The things that are described there also work together / can be used in combinations.
For example semaphores, channels, async-channels, threads and many other things can be used as syncronizable events, which means that you can use sync
to wait for multiple things at the same time and also handle them individually with handle-evt
this is useful for threads that collect results from multiple other threads or for threads that are used as "control" threads (listening for multiple inputs / receiving control messages / then possibly creating or terminating worker threads etc.)
Async-channels are useful as work queues because multiple threads can put to and get from them, so they can be used to distribute work or collect results. When you create them with a limited max size they can be useful as a buffer between producers and consumers, for example if your producers are faster then your consumers, an unlimited async-channel would keep growing taking more and more memory if you limit it to number of consumers + a few more (so that consumers always have work items waiting for them) then producers are blocked/paused whenever consumers are too slow.
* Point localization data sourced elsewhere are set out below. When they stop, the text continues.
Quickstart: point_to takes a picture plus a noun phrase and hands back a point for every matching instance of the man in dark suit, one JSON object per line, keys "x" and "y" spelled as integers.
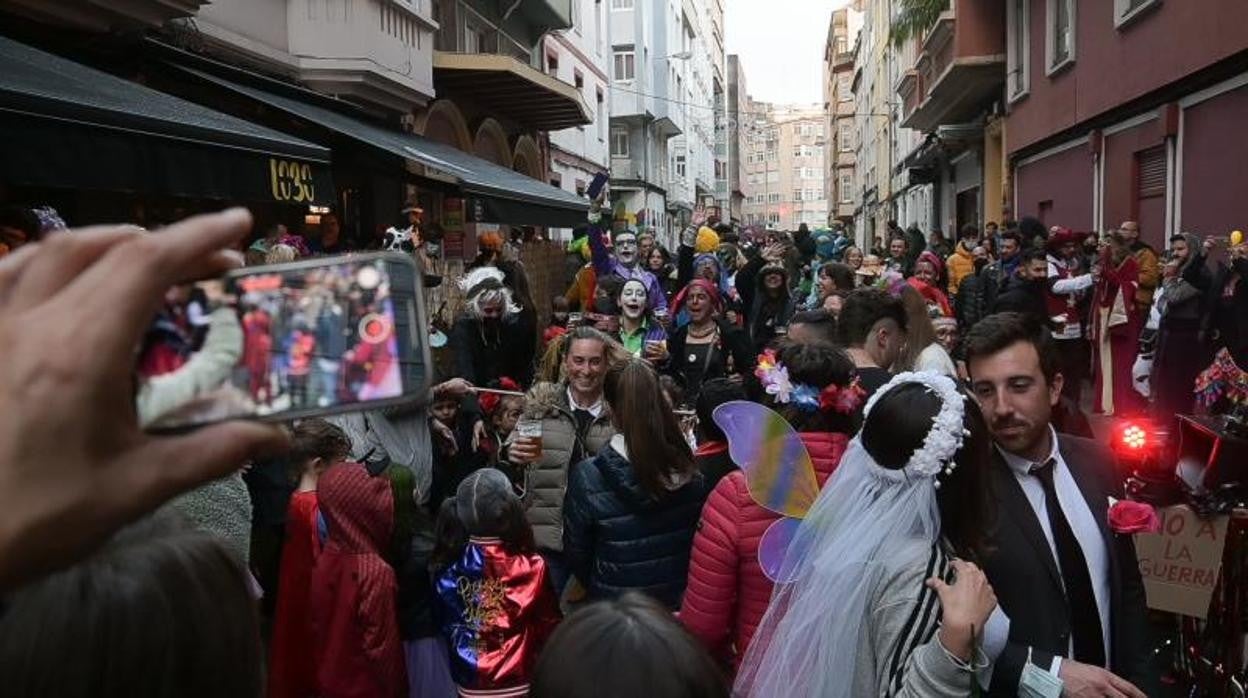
{"x": 1068, "y": 584}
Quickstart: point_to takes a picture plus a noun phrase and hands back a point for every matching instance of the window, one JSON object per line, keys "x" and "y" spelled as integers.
{"x": 476, "y": 38}
{"x": 624, "y": 64}
{"x": 1150, "y": 174}
{"x": 1018, "y": 49}
{"x": 1060, "y": 38}
{"x": 602, "y": 115}
{"x": 598, "y": 28}
{"x": 1127, "y": 10}
{"x": 619, "y": 144}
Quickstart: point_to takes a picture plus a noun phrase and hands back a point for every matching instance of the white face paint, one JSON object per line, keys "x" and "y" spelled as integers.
{"x": 625, "y": 249}
{"x": 633, "y": 300}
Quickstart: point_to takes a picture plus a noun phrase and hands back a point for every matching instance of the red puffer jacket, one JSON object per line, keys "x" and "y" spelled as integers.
{"x": 728, "y": 594}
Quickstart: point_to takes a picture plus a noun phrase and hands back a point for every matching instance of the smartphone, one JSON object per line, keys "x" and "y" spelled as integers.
{"x": 595, "y": 185}
{"x": 295, "y": 340}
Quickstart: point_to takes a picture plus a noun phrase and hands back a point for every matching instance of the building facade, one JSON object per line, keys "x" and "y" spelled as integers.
{"x": 647, "y": 46}
{"x": 739, "y": 120}
{"x": 874, "y": 124}
{"x": 785, "y": 167}
{"x": 839, "y": 152}
{"x": 580, "y": 56}
{"x": 1153, "y": 99}
{"x": 949, "y": 89}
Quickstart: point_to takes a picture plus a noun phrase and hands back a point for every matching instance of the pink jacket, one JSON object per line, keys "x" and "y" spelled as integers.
{"x": 728, "y": 594}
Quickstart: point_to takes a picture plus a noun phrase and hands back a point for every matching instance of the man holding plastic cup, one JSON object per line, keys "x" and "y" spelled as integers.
{"x": 563, "y": 423}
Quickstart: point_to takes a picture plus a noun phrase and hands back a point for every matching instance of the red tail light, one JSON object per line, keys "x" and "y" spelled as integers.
{"x": 1133, "y": 437}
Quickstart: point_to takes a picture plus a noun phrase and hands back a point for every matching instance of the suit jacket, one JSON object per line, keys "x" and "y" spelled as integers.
{"x": 1028, "y": 586}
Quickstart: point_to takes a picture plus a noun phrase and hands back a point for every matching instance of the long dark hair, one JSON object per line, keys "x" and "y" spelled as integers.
{"x": 816, "y": 366}
{"x": 657, "y": 447}
{"x": 896, "y": 427}
{"x": 622, "y": 648}
{"x": 160, "y": 609}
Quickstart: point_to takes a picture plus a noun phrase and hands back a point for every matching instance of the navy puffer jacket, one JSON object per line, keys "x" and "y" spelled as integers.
{"x": 618, "y": 538}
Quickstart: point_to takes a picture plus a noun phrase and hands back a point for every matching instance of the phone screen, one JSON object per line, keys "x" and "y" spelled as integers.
{"x": 286, "y": 341}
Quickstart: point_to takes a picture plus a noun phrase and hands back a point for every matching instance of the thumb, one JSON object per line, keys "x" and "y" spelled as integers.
{"x": 939, "y": 586}
{"x": 166, "y": 466}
(Why would you want multiple consumers in a non parallel, concurrent szenario? For example in a webscraper, where every consumer processes a link by downloading it and sends the links it finds to a found-links-queue that is processed by a thread (which has a set of seen links) that adds the link to the work queue if it wasn't seen yet. Downloading is often mostly, concurrently with other downloads, waiting for input.)
When you pair your data so that mostly threads own the data they need to access, then you don't have to worry about other threads while accessing that data. Keep in mind that threads are pretty light weight and you can create many of them and give each what it needs, on construction or for example by receiving it via thread-receive
.
Semaphores are useful when you want to make something look atomic to multiple threads, while also allowing them to read/write fairly arbitrary. Doing this may seem like an easy solution (and I also use it), but it is very possible that this creates a lot more contention between the different threads, then is necessary with a less hammer like solution.
The other things I wrote are mostly about trying to avoid that situation. (Because when you can avoid multiple writers things get easier, especially if you also want parallelism not only concurrency, where contention really becomes problematic)
I will add a disclaimer here that I haven't done much parallelism with racket yet.
If you have specific questions about certain code patterns (with examples) and what could be useful there, it is easier to discuss those, then making "general" claims.